Repeated Outputs vs. Repeated Inputs: What Breaks a Function?
Understanding what breaks a function in Algebra 1 (California Reveal Math, Grade 9): a relation is NOT a function only when the same input maps to two different outputs. Repeated outputs are perfectly allowed — multiple inputs can share the same output. For example, both (1, 4) and (3, 4) in a relation is fine (same output, different inputs). But (2, 5) and (2, 7) breaks the function definition (same input, different outputs). The vertical line test visually checks this: if any vertical line crosses the graph more than once, it is not a function.
Key Concepts
A relation is not a function only when the same input maps to two or more different outputs .
Repeated outputs are perfectly allowed:.
Common Questions
What makes a relation a function?
A relation is a function if every input (x-value) maps to exactly one output (y-value). No x-value can appear with two different y-values.
Can different inputs map to the same output in a function?
Yes. Multiple inputs can share the same output. For example, both x = 1 and x = -1 can map to y = 1 without breaking the function rule.
What specifically breaks a function?
If any single input maps to two or more different outputs, the relation is not a function.
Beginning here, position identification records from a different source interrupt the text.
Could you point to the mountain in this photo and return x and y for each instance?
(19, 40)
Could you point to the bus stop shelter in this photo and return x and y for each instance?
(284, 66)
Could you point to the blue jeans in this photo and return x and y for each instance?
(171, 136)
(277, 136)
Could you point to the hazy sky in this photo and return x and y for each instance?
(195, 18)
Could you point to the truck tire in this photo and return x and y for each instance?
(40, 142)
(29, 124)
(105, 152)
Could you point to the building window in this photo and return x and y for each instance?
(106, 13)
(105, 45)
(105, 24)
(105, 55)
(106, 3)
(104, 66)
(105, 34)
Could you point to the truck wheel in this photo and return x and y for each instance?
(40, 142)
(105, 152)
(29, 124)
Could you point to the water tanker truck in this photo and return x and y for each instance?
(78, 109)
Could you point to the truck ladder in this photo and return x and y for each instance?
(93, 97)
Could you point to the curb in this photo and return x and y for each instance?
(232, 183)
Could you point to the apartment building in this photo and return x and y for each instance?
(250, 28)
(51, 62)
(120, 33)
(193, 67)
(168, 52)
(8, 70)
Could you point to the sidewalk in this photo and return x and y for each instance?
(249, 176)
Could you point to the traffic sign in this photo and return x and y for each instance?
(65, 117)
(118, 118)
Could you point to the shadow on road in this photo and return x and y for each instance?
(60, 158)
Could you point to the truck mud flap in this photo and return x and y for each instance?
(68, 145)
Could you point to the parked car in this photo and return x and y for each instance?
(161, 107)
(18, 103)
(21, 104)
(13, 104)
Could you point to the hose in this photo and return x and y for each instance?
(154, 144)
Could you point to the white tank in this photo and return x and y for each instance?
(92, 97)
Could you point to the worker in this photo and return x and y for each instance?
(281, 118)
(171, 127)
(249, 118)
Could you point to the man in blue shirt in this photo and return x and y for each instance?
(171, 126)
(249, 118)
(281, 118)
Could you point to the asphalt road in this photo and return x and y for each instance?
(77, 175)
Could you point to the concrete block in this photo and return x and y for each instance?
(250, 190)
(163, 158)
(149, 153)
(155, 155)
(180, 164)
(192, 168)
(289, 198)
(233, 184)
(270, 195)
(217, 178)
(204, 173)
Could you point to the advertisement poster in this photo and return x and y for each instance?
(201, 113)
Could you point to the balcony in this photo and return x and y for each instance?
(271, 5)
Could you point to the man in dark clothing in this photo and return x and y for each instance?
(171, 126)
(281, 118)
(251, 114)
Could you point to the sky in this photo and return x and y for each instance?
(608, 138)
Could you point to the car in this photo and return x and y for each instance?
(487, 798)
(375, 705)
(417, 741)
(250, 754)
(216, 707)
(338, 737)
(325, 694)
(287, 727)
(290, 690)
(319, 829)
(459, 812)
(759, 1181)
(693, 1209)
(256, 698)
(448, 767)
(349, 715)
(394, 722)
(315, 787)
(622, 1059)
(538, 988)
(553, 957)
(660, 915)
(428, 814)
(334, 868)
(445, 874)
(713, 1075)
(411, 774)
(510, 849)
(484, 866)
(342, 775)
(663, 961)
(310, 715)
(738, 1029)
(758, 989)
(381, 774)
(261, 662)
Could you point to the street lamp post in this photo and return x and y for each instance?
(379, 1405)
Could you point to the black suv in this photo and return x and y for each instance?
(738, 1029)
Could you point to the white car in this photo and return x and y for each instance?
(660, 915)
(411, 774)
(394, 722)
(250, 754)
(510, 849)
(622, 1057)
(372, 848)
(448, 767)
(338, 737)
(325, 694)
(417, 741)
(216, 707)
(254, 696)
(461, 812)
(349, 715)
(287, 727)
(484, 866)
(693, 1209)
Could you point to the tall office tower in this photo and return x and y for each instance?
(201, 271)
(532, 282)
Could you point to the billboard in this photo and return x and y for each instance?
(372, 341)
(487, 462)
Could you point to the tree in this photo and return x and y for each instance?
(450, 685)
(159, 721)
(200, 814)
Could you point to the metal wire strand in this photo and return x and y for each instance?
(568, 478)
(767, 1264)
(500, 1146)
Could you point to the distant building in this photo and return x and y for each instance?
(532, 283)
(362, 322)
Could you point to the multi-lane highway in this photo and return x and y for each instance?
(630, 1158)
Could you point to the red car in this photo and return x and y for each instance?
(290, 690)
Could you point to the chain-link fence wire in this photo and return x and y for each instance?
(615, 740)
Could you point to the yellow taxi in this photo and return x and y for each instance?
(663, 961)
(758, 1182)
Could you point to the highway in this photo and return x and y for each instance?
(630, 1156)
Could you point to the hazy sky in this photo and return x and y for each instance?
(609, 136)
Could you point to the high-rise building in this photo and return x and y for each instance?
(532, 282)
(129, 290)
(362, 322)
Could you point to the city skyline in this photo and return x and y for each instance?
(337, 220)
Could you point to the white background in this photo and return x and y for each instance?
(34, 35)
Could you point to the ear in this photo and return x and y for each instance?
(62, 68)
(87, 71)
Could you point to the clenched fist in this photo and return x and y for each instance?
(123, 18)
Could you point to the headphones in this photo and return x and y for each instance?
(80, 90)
The issue is with repeated inputs having different outputs, not repeated outputs.
What is the vertical line test?
The vertical line test states: if any vertical line drawn on the graph intersects it more than once, the relation is not a function (one x-value maps to multiple y-values).
Where is the function definition taught in California Reveal Math Algebra 1?
This concept is introduced in California Reveal Math, Algebra 1, as part of Grade 9 functions and relations content.
Is a horizontal line y = 3 a function?
Yes. Every x-input maps to the same output (y = 3). Repeated outputs are fine.
What is a common example of a relation that is NOT a function?
A circle (x² + y² = r²) is not a function because any x-value between -r and r maps to two y-values (positive and negative square root).